# Self Sufficiency/Living off the Land or Off the Grid > Cooking, Food Storage, & Preserving > Recipes Only >  Ice cream bread

## Ken

I haven't tried this one yet, but it's in the news:  

http://bostonherald.com/entertainmen...ream_for_bread

Any brave souls out there?  

*ICE CREAM BREAD
*
2 c. ice cream, any flavor, softened
1 1/2 c. self-rising flour

Preheat oven to 350 degrees. 

Spray and flour a 8-by-4-inch loaf pan or line it with parchment paper.

In a medium bowl mix the ice cream and flour until just combined. 

Scoop into the loaf pan and smooth out. 

Bake for about 45 minutes or until a toothpick stuck in the loaf comes out with a few crumbs stuck to it.

Remove from the pan and allow to cool.

For best results, use full-fat ice cream. 

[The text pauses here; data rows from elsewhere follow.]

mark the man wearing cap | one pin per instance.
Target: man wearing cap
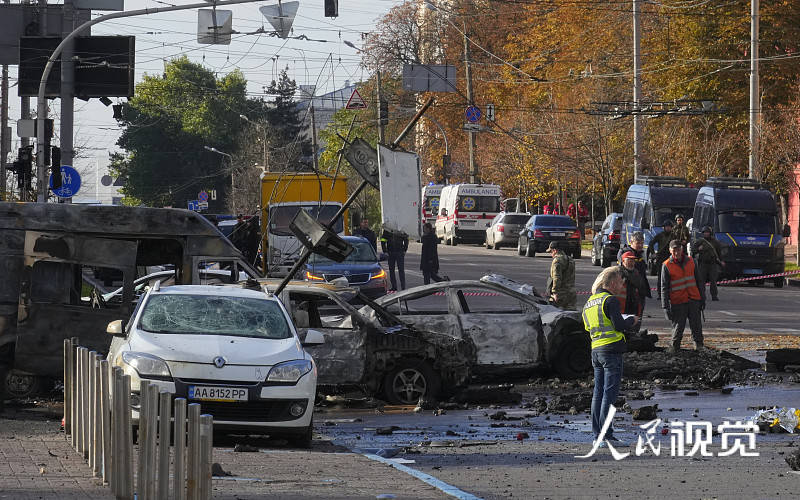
(681, 231)
(561, 285)
(706, 252)
(681, 297)
(661, 241)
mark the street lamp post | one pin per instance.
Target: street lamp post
(41, 110)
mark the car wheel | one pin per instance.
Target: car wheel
(529, 252)
(410, 380)
(22, 385)
(574, 359)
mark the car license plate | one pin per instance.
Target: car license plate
(209, 393)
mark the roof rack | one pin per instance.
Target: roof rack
(662, 181)
(734, 183)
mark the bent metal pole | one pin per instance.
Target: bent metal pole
(41, 103)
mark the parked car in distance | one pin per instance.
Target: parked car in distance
(504, 229)
(606, 241)
(361, 268)
(233, 350)
(543, 229)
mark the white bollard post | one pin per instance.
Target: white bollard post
(193, 452)
(179, 474)
(206, 450)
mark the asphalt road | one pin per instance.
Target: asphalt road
(742, 307)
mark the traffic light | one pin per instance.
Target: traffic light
(331, 8)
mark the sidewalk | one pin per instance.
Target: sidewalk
(36, 462)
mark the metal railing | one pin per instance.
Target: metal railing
(98, 423)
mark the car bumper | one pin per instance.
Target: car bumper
(267, 409)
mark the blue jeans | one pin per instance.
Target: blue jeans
(607, 380)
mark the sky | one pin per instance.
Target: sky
(324, 60)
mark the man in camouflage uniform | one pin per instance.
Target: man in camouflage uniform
(561, 285)
(706, 252)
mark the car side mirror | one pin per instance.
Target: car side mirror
(115, 328)
(313, 337)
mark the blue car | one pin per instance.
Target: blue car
(361, 268)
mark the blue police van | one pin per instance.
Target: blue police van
(744, 217)
(650, 201)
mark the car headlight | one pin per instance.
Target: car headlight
(146, 364)
(290, 371)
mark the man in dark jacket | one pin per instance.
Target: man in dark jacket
(365, 232)
(429, 259)
(396, 246)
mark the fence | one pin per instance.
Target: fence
(98, 422)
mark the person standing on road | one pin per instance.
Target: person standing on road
(681, 231)
(561, 285)
(365, 232)
(396, 246)
(429, 259)
(681, 297)
(662, 241)
(606, 327)
(636, 249)
(706, 251)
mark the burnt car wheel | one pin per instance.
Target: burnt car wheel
(574, 359)
(410, 380)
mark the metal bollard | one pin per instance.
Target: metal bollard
(193, 452)
(144, 411)
(127, 441)
(164, 417)
(67, 385)
(105, 423)
(206, 450)
(179, 474)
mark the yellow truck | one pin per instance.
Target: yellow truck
(282, 196)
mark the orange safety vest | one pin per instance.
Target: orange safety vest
(683, 286)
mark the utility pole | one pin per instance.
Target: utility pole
(67, 91)
(637, 90)
(755, 102)
(381, 131)
(474, 177)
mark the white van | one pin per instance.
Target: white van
(465, 211)
(430, 202)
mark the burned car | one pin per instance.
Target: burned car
(513, 328)
(372, 348)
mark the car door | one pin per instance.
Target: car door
(506, 331)
(342, 358)
(53, 301)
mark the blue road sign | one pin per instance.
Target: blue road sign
(473, 114)
(70, 182)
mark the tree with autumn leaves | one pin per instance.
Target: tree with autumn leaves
(547, 64)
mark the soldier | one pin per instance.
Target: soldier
(706, 251)
(561, 285)
(681, 231)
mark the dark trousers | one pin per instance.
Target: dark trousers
(428, 275)
(397, 259)
(680, 312)
(709, 273)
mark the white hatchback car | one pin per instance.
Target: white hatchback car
(233, 350)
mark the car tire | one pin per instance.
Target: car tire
(410, 380)
(574, 359)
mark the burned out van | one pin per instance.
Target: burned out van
(52, 258)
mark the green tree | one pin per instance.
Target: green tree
(166, 126)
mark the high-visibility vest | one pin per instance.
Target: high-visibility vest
(682, 285)
(601, 329)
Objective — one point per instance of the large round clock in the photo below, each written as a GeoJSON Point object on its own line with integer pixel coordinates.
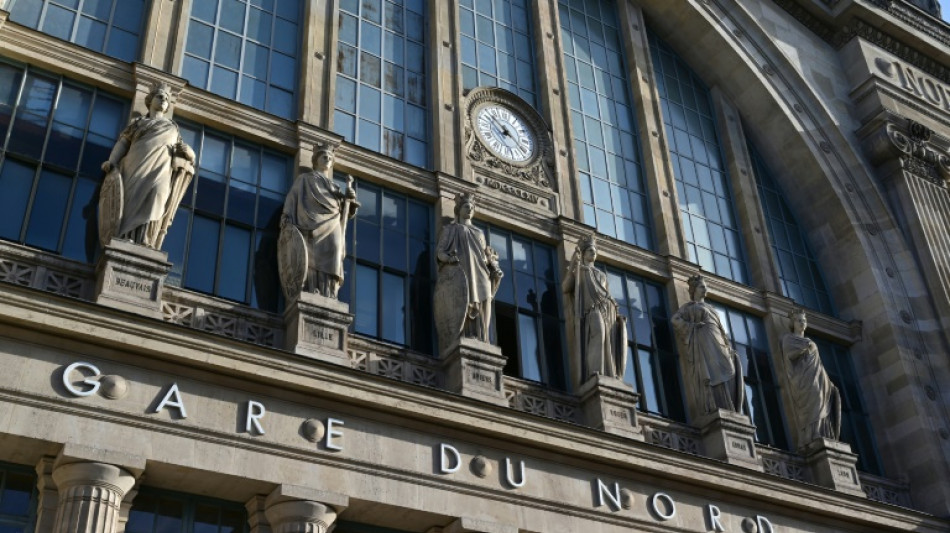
{"type": "Point", "coordinates": [505, 132]}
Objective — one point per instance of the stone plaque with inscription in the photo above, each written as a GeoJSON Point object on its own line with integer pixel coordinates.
{"type": "Point", "coordinates": [832, 465]}
{"type": "Point", "coordinates": [474, 368]}
{"type": "Point", "coordinates": [611, 405]}
{"type": "Point", "coordinates": [730, 437]}
{"type": "Point", "coordinates": [317, 327]}
{"type": "Point", "coordinates": [130, 277]}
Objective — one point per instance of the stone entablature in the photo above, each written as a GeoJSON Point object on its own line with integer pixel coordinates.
{"type": "Point", "coordinates": [191, 404]}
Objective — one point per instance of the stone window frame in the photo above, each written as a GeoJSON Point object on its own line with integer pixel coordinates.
{"type": "Point", "coordinates": [27, 477]}
{"type": "Point", "coordinates": [182, 232]}
{"type": "Point", "coordinates": [472, 44]}
{"type": "Point", "coordinates": [627, 208]}
{"type": "Point", "coordinates": [83, 175]}
{"type": "Point", "coordinates": [189, 509]}
{"type": "Point", "coordinates": [377, 98]}
{"type": "Point", "coordinates": [80, 15]}
{"type": "Point", "coordinates": [198, 52]}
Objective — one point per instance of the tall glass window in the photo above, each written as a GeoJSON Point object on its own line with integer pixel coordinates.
{"type": "Point", "coordinates": [762, 402]}
{"type": "Point", "coordinates": [381, 78]}
{"type": "Point", "coordinates": [54, 135]}
{"type": "Point", "coordinates": [705, 197]}
{"type": "Point", "coordinates": [112, 27]}
{"type": "Point", "coordinates": [246, 51]}
{"type": "Point", "coordinates": [605, 138]}
{"type": "Point", "coordinates": [498, 47]}
{"type": "Point", "coordinates": [17, 499]}
{"type": "Point", "coordinates": [652, 367]}
{"type": "Point", "coordinates": [224, 238]}
{"type": "Point", "coordinates": [798, 271]}
{"type": "Point", "coordinates": [855, 420]}
{"type": "Point", "coordinates": [389, 268]}
{"type": "Point", "coordinates": [159, 512]}
{"type": "Point", "coordinates": [527, 317]}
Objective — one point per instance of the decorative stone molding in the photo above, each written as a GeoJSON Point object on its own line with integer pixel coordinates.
{"type": "Point", "coordinates": [730, 437]}
{"type": "Point", "coordinates": [294, 509]}
{"type": "Point", "coordinates": [90, 496]}
{"type": "Point", "coordinates": [538, 170]}
{"type": "Point", "coordinates": [610, 405]}
{"type": "Point", "coordinates": [918, 150]}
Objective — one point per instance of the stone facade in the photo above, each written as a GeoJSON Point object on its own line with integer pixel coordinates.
{"type": "Point", "coordinates": [185, 392]}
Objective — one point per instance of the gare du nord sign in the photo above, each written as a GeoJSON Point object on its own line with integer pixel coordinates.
{"type": "Point", "coordinates": [83, 379]}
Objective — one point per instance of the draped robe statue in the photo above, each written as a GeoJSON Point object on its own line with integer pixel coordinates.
{"type": "Point", "coordinates": [711, 368]}
{"type": "Point", "coordinates": [600, 331]}
{"type": "Point", "coordinates": [467, 281]}
{"type": "Point", "coordinates": [312, 243]}
{"type": "Point", "coordinates": [816, 400]}
{"type": "Point", "coordinates": [147, 174]}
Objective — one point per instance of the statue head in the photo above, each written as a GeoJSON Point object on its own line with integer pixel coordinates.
{"type": "Point", "coordinates": [697, 287]}
{"type": "Point", "coordinates": [464, 206]}
{"type": "Point", "coordinates": [799, 320]}
{"type": "Point", "coordinates": [588, 248]}
{"type": "Point", "coordinates": [163, 93]}
{"type": "Point", "coordinates": [322, 159]}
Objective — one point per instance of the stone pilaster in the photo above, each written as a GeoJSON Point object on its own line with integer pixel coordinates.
{"type": "Point", "coordinates": [130, 277]}
{"type": "Point", "coordinates": [610, 404]}
{"type": "Point", "coordinates": [90, 496]}
{"type": "Point", "coordinates": [474, 369]}
{"type": "Point", "coordinates": [294, 509]}
{"type": "Point", "coordinates": [317, 326]}
{"type": "Point", "coordinates": [730, 437]}
{"type": "Point", "coordinates": [832, 465]}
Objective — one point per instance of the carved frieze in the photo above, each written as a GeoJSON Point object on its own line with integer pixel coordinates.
{"type": "Point", "coordinates": [504, 135]}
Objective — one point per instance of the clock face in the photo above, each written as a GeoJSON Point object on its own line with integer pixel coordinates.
{"type": "Point", "coordinates": [505, 133]}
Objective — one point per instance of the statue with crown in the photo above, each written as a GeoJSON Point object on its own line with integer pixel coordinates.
{"type": "Point", "coordinates": [147, 175]}
{"type": "Point", "coordinates": [468, 279]}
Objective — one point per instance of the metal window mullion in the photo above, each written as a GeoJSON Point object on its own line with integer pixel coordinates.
{"type": "Point", "coordinates": [40, 161]}
{"type": "Point", "coordinates": [75, 29]}
{"type": "Point", "coordinates": [109, 25]}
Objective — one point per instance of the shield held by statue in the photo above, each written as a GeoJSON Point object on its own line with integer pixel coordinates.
{"type": "Point", "coordinates": [111, 201]}
{"type": "Point", "coordinates": [291, 260]}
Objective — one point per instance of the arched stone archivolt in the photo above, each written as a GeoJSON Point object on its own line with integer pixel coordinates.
{"type": "Point", "coordinates": [793, 119]}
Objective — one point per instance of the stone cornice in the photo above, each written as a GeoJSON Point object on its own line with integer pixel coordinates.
{"type": "Point", "coordinates": [903, 30]}
{"type": "Point", "coordinates": [127, 339]}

Yields one 8-by-4-inch loaf

----------


## Winnie

Well, I've made brown bread Ice cream, but this is a new one on me. Kinda like a pound cake made with 7up.

----------


## Rick

Who knew? 

http://www.tasteofhome.com/Recipes/Ice-Cream-Bread

http://www.inkatrinaskitchen.com/201...eam-bread.html

----------


## Tootsiepop254

Hmm.  I'll try this over the weekend - my 12yo son is brave. He'll be my guinea pig.

----------